Auch bei der Notwendigkeit, die Wasserstoff-Infrastruktur auszubauen, sind sich alle einig – allerdings mit Unterschieden bei der Ausrichtung: Während die Grünen und die SPD grünen Wasserstoff fokussieren, zeigen sich CDU/CSU, FDP und BSW „technologieoffen“. Die Linke hält grünen Wasserstoff in Teilen noch für zu ineffizient, zum Beispiel im Wärmebereich.

Explizit gegen Kernenergie sind die Grünen, SPD und die Linke. CDU/CSU betrachten sie als Teil des Energiemixes. Zusammen mit der FDP sehen sie in Kernfusion Zukunftspotential, das sie fördern wollen. Für Forschung in dem Bereich sprechen sich auch die Grünen aus. Die FDP bringt zudem Small Modular Reactors (SMR) als mögliches Zukunftsszenario ins Spiel, also kleine modulare Kernspaltungsreaktoren.

Für das Bündnis Sarah Wagenknecht steht im Vordergrund, die Energiekosten zu senken und Energiesicherheit zu garantieren. Dafür wollen sie die Öl- und Gaslieferung aus Russland wieder aufnehmen und langfristige Energieverträge schließen. Die anderen Parteien sprechen sich hingegen höchstens für internationale Partnerschaften mit „sicheren Drittstaaten“ außerhalb Europas aus.

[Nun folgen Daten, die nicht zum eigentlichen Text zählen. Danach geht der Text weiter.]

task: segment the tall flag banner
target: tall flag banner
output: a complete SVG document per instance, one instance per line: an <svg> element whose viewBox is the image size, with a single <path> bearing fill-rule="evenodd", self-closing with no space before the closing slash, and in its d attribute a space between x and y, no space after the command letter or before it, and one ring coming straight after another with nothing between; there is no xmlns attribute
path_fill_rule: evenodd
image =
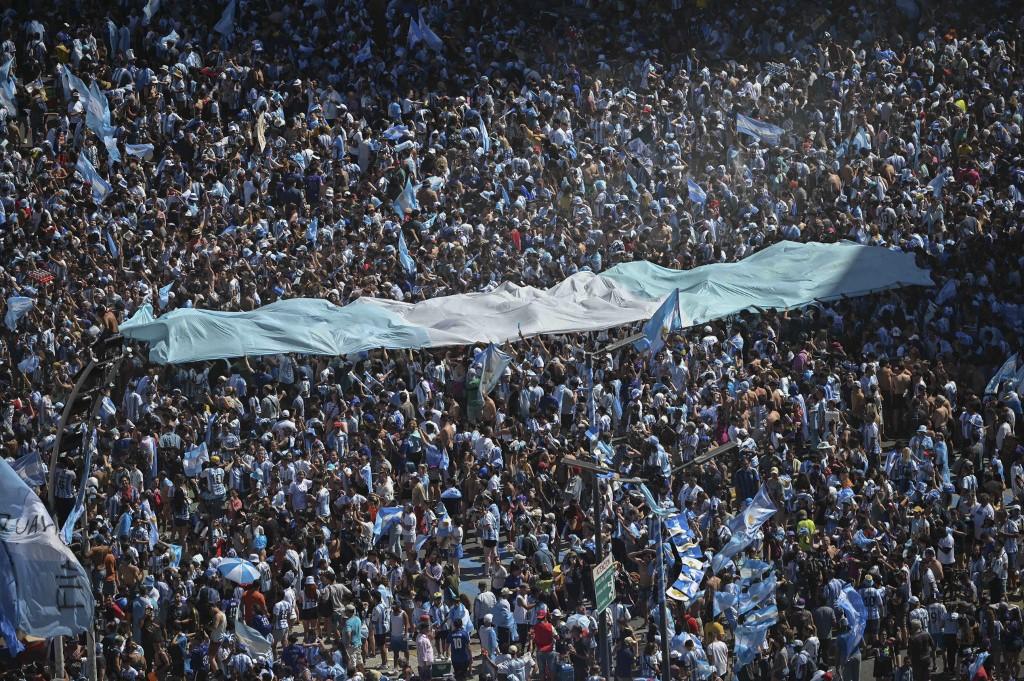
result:
<svg viewBox="0 0 1024 681"><path fill-rule="evenodd" d="M512 364L512 357L492 343L473 361L480 376L480 395L488 395L502 381L505 370Z"/></svg>
<svg viewBox="0 0 1024 681"><path fill-rule="evenodd" d="M646 340L648 351L653 355L665 347L665 340L662 338L666 332L681 331L685 326L683 322L683 311L679 307L679 289L670 293L662 306L654 312L643 327L643 335ZM642 343L643 341L638 341Z"/></svg>
<svg viewBox="0 0 1024 681"><path fill-rule="evenodd" d="M373 48L373 41L370 40L370 38L367 38L367 42L362 44L362 47L359 48L359 51L355 53L354 57L352 57L352 61L354 61L355 63L362 63L364 61L369 61L370 58L373 56L372 48Z"/></svg>
<svg viewBox="0 0 1024 681"><path fill-rule="evenodd" d="M420 185L413 184L413 180L406 178L406 186L402 188L401 194L394 200L394 212L398 216L404 216L406 211L419 210L420 202L416 199L416 193L419 191Z"/></svg>
<svg viewBox="0 0 1024 681"><path fill-rule="evenodd" d="M427 24L427 19L423 16L423 8L420 7L420 39L426 43L427 47L434 50L435 52L440 52L444 49L444 43L441 39L437 37L437 34L433 32L430 25Z"/></svg>
<svg viewBox="0 0 1024 681"><path fill-rule="evenodd" d="M238 11L238 0L231 0L224 7L220 19L213 26L213 30L225 38L234 35L234 13Z"/></svg>
<svg viewBox="0 0 1024 681"><path fill-rule="evenodd" d="M367 483L368 493L374 494L374 470L370 467L370 462L367 462L367 465L359 469L359 476Z"/></svg>
<svg viewBox="0 0 1024 681"><path fill-rule="evenodd" d="M387 536L391 531L391 527L399 520L401 520L400 506L388 506L379 509L377 517L374 518L374 541L377 542L381 537Z"/></svg>
<svg viewBox="0 0 1024 681"><path fill-rule="evenodd" d="M490 135L487 134L487 126L483 123L483 116L478 115L480 119L480 146L483 147L484 154L490 153Z"/></svg>
<svg viewBox="0 0 1024 681"><path fill-rule="evenodd" d="M89 444L85 448L85 461L82 463L82 470L86 471L88 474L92 471L92 455L96 452L96 431L92 431L92 435L89 438ZM75 496L75 506L72 507L71 512L68 514L68 518L65 520L65 526L60 528L60 539L63 540L65 544L71 544L72 537L75 534L75 525L78 524L78 519L82 517L85 512L85 484L78 485L78 494Z"/></svg>
<svg viewBox="0 0 1024 681"><path fill-rule="evenodd" d="M84 486L84 485L83 485ZM0 633L17 648L30 636L75 636L93 623L89 574L57 537L43 502L0 460Z"/></svg>
<svg viewBox="0 0 1024 681"><path fill-rule="evenodd" d="M13 62L14 57L10 57L0 67L0 104L7 110L7 114L10 117L13 117L17 112L17 100L14 98L14 93L17 91L17 84L10 73Z"/></svg>
<svg viewBox="0 0 1024 681"><path fill-rule="evenodd" d="M17 476L34 487L46 484L46 466L38 452L30 452L10 465Z"/></svg>
<svg viewBox="0 0 1024 681"><path fill-rule="evenodd" d="M398 262L401 268L410 275L416 274L416 260L409 254L409 245L406 244L406 232L398 227Z"/></svg>
<svg viewBox="0 0 1024 681"><path fill-rule="evenodd" d="M103 179L98 172L96 172L95 167L89 163L89 159L87 159L84 154L78 155L78 162L75 164L75 170L82 176L82 179L89 183L92 189L92 200L97 204L102 204L106 201L106 198L111 196L111 193L114 191L114 187L111 186L111 183Z"/></svg>
<svg viewBox="0 0 1024 681"><path fill-rule="evenodd" d="M843 590L836 598L835 607L843 610L849 628L843 634L836 637L840 663L850 658L864 638L864 630L867 628L867 608L864 607L864 599L860 597L857 590L846 582L843 583Z"/></svg>
<svg viewBox="0 0 1024 681"><path fill-rule="evenodd" d="M985 386L985 394L994 395L996 390L999 389L1000 383L1015 379L1017 377L1017 354L1014 353L1010 355L1009 359L1002 363L1002 366L999 367L999 371L995 372L995 375L989 379L988 384Z"/></svg>
<svg viewBox="0 0 1024 681"><path fill-rule="evenodd" d="M700 188L693 178L686 180L686 188L690 195L690 201L703 206L708 203L708 193Z"/></svg>
<svg viewBox="0 0 1024 681"><path fill-rule="evenodd" d="M778 508L768 497L767 487L762 485L761 488L758 490L758 494L751 500L750 505L743 509L742 512L737 513L731 520L729 520L729 529L733 533L745 530L746 533L753 535L777 511Z"/></svg>
<svg viewBox="0 0 1024 681"><path fill-rule="evenodd" d="M36 306L36 300L28 296L11 296L7 299L7 312L3 315L3 323L10 331L17 330L17 323L23 316L29 313Z"/></svg>
<svg viewBox="0 0 1024 681"><path fill-rule="evenodd" d="M239 642L246 644L253 656L271 657L273 655L273 643L242 621L241 607L234 610L234 637Z"/></svg>

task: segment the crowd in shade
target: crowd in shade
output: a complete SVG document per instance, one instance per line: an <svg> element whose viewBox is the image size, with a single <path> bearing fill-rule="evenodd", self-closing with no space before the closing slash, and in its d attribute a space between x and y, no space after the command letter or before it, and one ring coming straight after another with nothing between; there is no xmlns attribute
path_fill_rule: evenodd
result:
<svg viewBox="0 0 1024 681"><path fill-rule="evenodd" d="M57 645L100 681L1017 679L1022 30L1012 1L3 3L3 457L96 606L94 646L6 640L2 674ZM50 458L145 305L782 241L934 286L627 343L127 342L95 439Z"/></svg>

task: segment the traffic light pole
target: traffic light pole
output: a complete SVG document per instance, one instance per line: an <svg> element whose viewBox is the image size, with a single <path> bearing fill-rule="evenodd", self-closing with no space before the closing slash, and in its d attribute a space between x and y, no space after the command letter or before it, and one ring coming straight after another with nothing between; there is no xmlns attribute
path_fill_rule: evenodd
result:
<svg viewBox="0 0 1024 681"><path fill-rule="evenodd" d="M597 563L604 560L604 538L601 536L601 516L604 515L604 504L601 503L601 482L597 475L594 480L594 544L597 546ZM596 606L597 603L594 603ZM611 640L608 635L608 611L598 614L597 620L598 656L601 659L601 674L606 679L611 678Z"/></svg>

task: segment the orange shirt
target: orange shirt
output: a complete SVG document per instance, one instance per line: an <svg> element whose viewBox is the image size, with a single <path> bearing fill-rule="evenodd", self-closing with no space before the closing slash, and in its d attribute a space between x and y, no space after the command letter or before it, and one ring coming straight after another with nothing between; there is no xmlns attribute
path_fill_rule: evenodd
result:
<svg viewBox="0 0 1024 681"><path fill-rule="evenodd" d="M118 561L113 553L103 556L103 571L106 572L106 581L113 582L118 574Z"/></svg>

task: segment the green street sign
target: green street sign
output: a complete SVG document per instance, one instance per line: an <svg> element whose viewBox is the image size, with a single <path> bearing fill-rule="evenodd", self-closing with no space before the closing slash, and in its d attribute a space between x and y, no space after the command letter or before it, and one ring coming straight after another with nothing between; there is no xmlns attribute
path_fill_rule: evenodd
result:
<svg viewBox="0 0 1024 681"><path fill-rule="evenodd" d="M615 600L615 567L607 555L594 569L594 613L600 614Z"/></svg>

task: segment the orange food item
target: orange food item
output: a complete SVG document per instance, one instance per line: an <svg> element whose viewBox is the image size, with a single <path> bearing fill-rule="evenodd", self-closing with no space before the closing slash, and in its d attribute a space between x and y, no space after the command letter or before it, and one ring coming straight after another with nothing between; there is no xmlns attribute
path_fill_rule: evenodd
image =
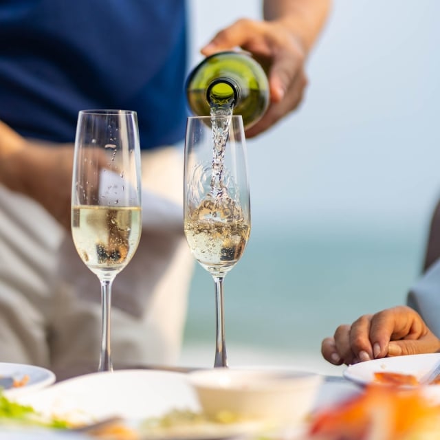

Governance, Lieferketten und Menschenrechte

Für das Sustainability Management in Unternehmen haben die Regelungen der EU mit Bezug auf Menschenrechte, soziale Aspekte und Governance konkrete Auswirkungen. Dabei ist das kürzlich verabschiedete EU-Lieferkettengesetz von großer Bedeutung – inklusive grüner Lieferketten. CDU/CSU und FDP lehnen dieses in der aktuellen Form ab. Da die beiden Parteien sich Bürokratieabbau auf die Fahnen geschrieben haben (siehe oben), dürfte die nun beschlossene Richtline (CSDDD) auf der Abschlussliste der beiden Parteien stehen. Vor allem die FDP, die das Gesetz zu boykottieren versuchte, sieht die Ausgestaltung der EU-Lieferkettenrichtlinie „sehr kritisch“ und kündigt entsprechenden Widerstand an. Die Grünen und die SPD begrüßen hingegen das EU-Lieferkettengesetz, die Linken wollen es noch stärker gestalten. Für eine Diversifikation und weniger Abhängigkeit in den Lieferketten sprechen sich alle genannten Parteien aus.

Das BSW äußert sich nicht zum EU-Lieferkettengesetz. Dafür schreibt die Partei im Wahlprogramm, dass die EU der Europäischen Menschenrechtskonvention beitreten solle. Soziale Grundrechte sollen von einzelnen Personen beim Europäischen Gerichtshof einklagbar sein. Wie die Linken, die SPD und die Grünen setzt sich die neue Partei für gute Löhne ein. Die EU-Mindestlohnrichtlinie (Empfehlung, den Mindestlohn an 60 Prozent des Medianlohns zu koppeln) wollen die Parteien auch in Deutschland konsequent umsetzen – und ihn auf 14 (SPD, BSW) bis 15 Euro (Linke) erhöhen.

In Sachen Governance haben einige Parteien auch das öffentliche Vergaberecht auf dem Zettel. Ein Vergabe- und Konzessionsrecht, das soziale und ökologische Kriterien in den Mittelpunkt stellt, wollen etwa die Grünen, die Linke und das BSW. SPD und die Linke denken auch daran, gute Arbeit und Tarifverträge mit dem öffentlichen Vergaberecht zu verknüpfen. Die CDU möchte das Vergaberecht vereinfachen. Nachhaltigkeitsaspekte nennt sie dabei nicht. 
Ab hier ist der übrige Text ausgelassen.